Cada cual es libre de elegir la vida que quiere, por supuesto. Aplaudo a quienes eligen la soledad, siempre que sea una decisión voluntaria, no maquillada. Solitud, que diría Andrés Ortega.

Pienso a veces en la mala imagen de la familia, como si fuese una institución a superar, y pienso en mi vida. Una familia feliz y estable ayuda mucho cuando uno crece y comienza a toparse con esa vida real tan cargada de alegrías como de desengaños.

Y a medida que se acerca esa edad de plata, como se llama ahora a la etapa que nos ha tocado vivir, sigo creyendo que la familia es ese andamio que lo soporta casi todo, esa inagotable mina que nos proporciona la sal de la vida, el secreto escondido de la felicidad (con permiso del jovencito Frankenstein).

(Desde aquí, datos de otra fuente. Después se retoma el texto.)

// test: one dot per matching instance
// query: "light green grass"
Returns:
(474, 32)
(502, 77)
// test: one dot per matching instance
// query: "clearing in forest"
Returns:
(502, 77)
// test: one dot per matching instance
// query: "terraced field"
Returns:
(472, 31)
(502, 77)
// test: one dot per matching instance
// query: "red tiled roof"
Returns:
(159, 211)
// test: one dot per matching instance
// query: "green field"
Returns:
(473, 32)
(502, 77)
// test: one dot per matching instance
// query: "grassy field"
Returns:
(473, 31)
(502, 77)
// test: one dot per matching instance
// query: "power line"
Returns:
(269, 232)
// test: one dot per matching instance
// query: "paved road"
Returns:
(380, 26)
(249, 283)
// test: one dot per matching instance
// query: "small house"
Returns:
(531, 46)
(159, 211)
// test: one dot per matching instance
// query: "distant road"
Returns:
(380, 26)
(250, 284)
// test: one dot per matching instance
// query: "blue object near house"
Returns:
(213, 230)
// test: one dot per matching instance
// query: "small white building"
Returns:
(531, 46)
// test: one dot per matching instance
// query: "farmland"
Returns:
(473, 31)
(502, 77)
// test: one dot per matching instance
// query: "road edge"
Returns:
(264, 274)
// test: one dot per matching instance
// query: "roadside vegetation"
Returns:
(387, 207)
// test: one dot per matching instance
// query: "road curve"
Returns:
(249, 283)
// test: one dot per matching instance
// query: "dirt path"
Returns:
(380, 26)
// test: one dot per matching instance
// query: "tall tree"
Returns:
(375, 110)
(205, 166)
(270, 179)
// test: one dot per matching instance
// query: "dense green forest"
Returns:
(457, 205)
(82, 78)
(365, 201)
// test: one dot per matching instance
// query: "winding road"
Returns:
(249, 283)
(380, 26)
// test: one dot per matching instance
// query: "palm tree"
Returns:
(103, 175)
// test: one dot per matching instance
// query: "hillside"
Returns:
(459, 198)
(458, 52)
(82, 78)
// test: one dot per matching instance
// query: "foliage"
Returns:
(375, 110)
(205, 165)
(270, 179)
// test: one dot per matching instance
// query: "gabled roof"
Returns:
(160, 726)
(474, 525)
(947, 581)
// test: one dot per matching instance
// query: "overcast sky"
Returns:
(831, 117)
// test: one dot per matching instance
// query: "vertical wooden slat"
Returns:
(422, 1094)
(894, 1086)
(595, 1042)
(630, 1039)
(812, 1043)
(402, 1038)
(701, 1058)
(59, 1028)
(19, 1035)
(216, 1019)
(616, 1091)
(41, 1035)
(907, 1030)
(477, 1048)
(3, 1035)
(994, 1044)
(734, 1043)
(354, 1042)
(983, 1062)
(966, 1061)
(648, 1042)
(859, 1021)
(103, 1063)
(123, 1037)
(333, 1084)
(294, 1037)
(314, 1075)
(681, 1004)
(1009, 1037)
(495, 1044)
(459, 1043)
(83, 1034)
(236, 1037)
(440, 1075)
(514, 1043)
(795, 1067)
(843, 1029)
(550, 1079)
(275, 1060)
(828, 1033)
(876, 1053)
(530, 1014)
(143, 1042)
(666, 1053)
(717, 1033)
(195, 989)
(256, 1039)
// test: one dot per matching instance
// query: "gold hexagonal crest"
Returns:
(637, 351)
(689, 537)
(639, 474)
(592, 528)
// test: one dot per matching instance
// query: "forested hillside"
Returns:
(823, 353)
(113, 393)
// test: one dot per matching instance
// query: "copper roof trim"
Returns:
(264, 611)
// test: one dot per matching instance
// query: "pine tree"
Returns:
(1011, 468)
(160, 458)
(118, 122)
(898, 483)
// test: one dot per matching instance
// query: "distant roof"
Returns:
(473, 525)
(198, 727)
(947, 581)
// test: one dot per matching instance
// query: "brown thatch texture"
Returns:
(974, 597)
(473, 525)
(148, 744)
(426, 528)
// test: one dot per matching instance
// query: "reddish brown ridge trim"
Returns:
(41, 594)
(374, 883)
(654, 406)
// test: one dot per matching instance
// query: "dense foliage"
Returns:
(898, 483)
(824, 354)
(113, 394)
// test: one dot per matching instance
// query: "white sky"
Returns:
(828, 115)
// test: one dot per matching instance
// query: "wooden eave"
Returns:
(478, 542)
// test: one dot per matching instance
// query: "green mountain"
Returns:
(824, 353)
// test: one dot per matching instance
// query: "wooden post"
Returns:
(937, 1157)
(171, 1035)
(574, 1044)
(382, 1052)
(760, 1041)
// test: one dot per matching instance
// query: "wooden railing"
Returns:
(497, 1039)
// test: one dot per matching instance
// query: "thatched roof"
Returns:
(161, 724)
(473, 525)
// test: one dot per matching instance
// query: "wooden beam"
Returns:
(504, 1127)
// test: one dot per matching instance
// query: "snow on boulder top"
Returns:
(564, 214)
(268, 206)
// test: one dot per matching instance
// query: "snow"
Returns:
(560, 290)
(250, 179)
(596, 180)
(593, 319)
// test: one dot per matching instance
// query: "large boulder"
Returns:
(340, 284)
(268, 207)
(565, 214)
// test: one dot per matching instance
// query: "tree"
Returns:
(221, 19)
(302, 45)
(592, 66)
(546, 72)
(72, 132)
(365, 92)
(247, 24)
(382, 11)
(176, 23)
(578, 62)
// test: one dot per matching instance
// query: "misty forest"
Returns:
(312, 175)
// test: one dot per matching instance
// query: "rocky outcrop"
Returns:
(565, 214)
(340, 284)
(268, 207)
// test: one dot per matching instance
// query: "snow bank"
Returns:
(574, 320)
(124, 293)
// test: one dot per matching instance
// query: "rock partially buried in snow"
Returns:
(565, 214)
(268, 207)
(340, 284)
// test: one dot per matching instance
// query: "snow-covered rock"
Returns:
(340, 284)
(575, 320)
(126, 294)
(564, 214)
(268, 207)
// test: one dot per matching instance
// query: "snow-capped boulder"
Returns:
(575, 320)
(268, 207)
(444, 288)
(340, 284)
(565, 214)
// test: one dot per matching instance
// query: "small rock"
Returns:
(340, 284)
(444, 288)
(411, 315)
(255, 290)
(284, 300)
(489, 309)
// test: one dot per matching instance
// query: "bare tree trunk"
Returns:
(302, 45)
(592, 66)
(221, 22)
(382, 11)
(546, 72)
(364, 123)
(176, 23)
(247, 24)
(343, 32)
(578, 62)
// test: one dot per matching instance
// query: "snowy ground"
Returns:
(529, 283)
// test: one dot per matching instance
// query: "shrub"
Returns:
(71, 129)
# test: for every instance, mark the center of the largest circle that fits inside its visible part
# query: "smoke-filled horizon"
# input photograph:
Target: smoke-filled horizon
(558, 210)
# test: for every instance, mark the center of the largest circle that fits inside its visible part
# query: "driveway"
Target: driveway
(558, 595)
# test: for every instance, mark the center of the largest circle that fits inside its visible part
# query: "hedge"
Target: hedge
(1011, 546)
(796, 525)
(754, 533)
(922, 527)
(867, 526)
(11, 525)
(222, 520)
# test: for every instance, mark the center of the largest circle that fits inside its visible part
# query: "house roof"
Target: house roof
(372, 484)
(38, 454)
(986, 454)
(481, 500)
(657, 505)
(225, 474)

Esa vida en comunidad con la persona a la que quieres y los hijos que has tenido está en el origen de este concepto sobrevenido de inteligencia familiar: la necesidad de pensar constantemente en otra persona que no eres tú.

Es la capacidad de ponerte en la cabeza de tu pareja, o de tus hijos, treinta o cuarenta años más jóvenes. Es la responsabilidad de cuidar a nuestras madres, sentir y comprender su fragilidad. Es la opción de analizar cualquier concepto de moda -ahora se habla mal de mi generación, los boomers- con esa mirada amplia que te da charlar en las comidas y en las cenas, conocer las opiniones de los más jóvenes y sus puntos de vista aún no contaminados por el paso y el peso del tiempo.

Es tener múltiples perspectivas porque las inquietudes y las dudas y los asombros se hablan en casa, sin morbo ni cotilleos, con el deseo de aclarar las cosas y dar pautas razonables por si llega una situación o un hecho similar.

Ahora que el periodismo vive de la polémica, declaro que no hay la más mínima intención provocadora en este artículo. Que nadie piense que es una invitación a, una apología o una crítica. Pero sí que creo que hay más moderación en entornos sinceros y felices que en otros ambientes, quizás demasiado egoístas y competitivos.

Y que quien rehúye la vida con mucha dificultad puede escribir un texto vivo. Leí hace unas semanas en Facebook, esa red maldita, un poema del cantautor Luis Ramiro, al que no conocía de nada, un poema que hablaba de esas personas que derrochan seguridad y afirman haber tomado siempre las decisiones correctas, que aseguran que no hay grietas en su pasado.

“Cuando encuentres a alguien así / no lo dudes: / o miente / o no ha sabido vivir en absoluto”. No creo que leer mucho nos haga mejores personas, pero sí estoy convencido de que vivir atento a los que nos rodean nos hace mucho más humanos. Y que se nota.